Hal böyle olunca, “Popülizm”in aşağılık bir davranış biçimi olarak algılanmasının kelimenin kökenlerine ters düştüğü şaşırtıcı ama öyle. Kelimenin menşei, 1891’de, Ohio, ABD’de, kurulan People’s Party/Halk’ın Partisi. Halkın Partisi, 1892-1912 arasında başkanlık seçimlerinde Demokrat-Cumhuriyetçi tekelini kırmak için var gücüyle çalışmış olan parti. Tanımı bulanlar Parti’yi kuran eğitimli çiftçiler ve eski Roma’nın “Popular Party”sini örnek alıyorlar. Nedeni de Avrupa tarihinin en köklü tarım reformunun eski Roma’nın Gracchus kardeşleri tarafından gerçekleştirilmiş olması. Amerikan Popülizmi, tarım fiyatları ile endüstri fiyatları arasındaki farkı protesto eden bir halk hareketi. Yerleşik Demokrat ve Cumhuriyetçi partileri, Amerika’nın finans ve sanayi seçkinlerinin çıkarlarına hizmet etmekle suçluyorlar. Ürünlerini daha ucuza nakledebilmek için demiryollarının devletleştirilmesini, ürün fazlasını pazardan çekebilmeleri için devlet kredisi uygulamasını, faizlere devlet müdahalesini, aracıların kârlarını makul seviyede tutacak önlemlerin alınmasını ve işsizliği azaltacak bir devlet alt-yapı projesinin gerçekleştirilmesini istiyorlardı.

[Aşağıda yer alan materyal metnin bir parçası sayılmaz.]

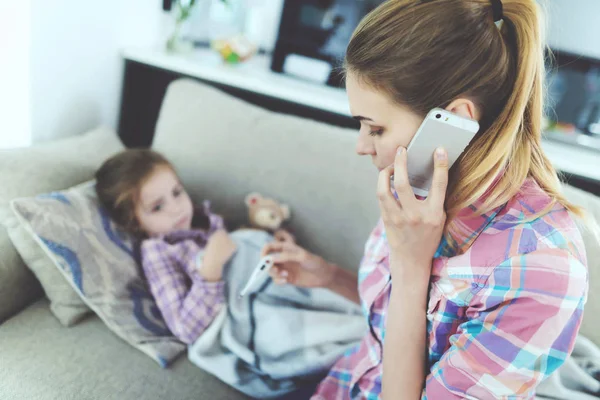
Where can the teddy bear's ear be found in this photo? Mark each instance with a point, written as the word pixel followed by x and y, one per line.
pixel 285 211
pixel 252 199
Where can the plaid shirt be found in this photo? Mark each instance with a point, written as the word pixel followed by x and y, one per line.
pixel 503 310
pixel 171 264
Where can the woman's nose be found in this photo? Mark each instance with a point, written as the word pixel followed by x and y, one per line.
pixel 364 146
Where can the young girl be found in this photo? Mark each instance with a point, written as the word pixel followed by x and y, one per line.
pixel 266 344
pixel 477 291
pixel 182 249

Popülistlerin temel hedefleri, altın standardına bağlı bir mali ve finans sistemiydi. Diğer isteklerinden bazıları: doğrudan seçim, kademeli gelir vergisi. Bu bağlamda, Popülizm, Amerika’nın modern siyasi tarihinde Federal Hükümet’in halk yararına birşeyler yapmasını isteyen ve pratik önemi olan ilk politik hareket. Popülistler, hiçbir zaman iktidara gelemiyorlar ama zaman içinde senatörlerin doğrudan seçimi, gelire göre vergi, ticaret hukuku, federal tarım kredisi gibi pek çok istekleri yerine geliyor. Ne ki, Popülistler’den olmasa, Amerika Yirminci yüzyılda demokrasi ve adalet sembolü olarak ortaya çıkamayabilirdi deniyor. Böyle bir gündemi olan Popülistleri sağ-sol çerçevesinde tanımlamak da mümkün değil. Popülizmi ciddi bir siyasi hareket olarak bir de Rusya’da görüyoruz. Kelimenin Rusça’daki karşılığı narodniki, 1860-1880 döneminde yeraltı muhalefet hareketine katılanları ve yandaşlarını tanımlamakta kullanılmış. 1861’de köylüleri azad ettiği için “Salâhkar Çar” olarak da bilinen II. Alexander’ın tarım reformlarındaki çelişki ve tavizleri protesto ediyorlar. Amerikan popülistlerinden çok farklı olarak bunlar evlerini terketmiş entelektüeller. Yıllarca kırsal alanda geziyor, idealize ettikleri ve etkilemek istedikleri köylülerin desteğini arıyorlar. Rus popülistlerinin asıl amaçları, köylünün eşitlikçi ve imeceye dayanan, aile bağlarının önemli olduğu, kendine özgü yaşam biçimleri olan mir’lerini/bağımsız tarımsal komünlerini, insanı insanlıktan çıkaran bürokratik hükümetlerden ve pazarlardan korumak.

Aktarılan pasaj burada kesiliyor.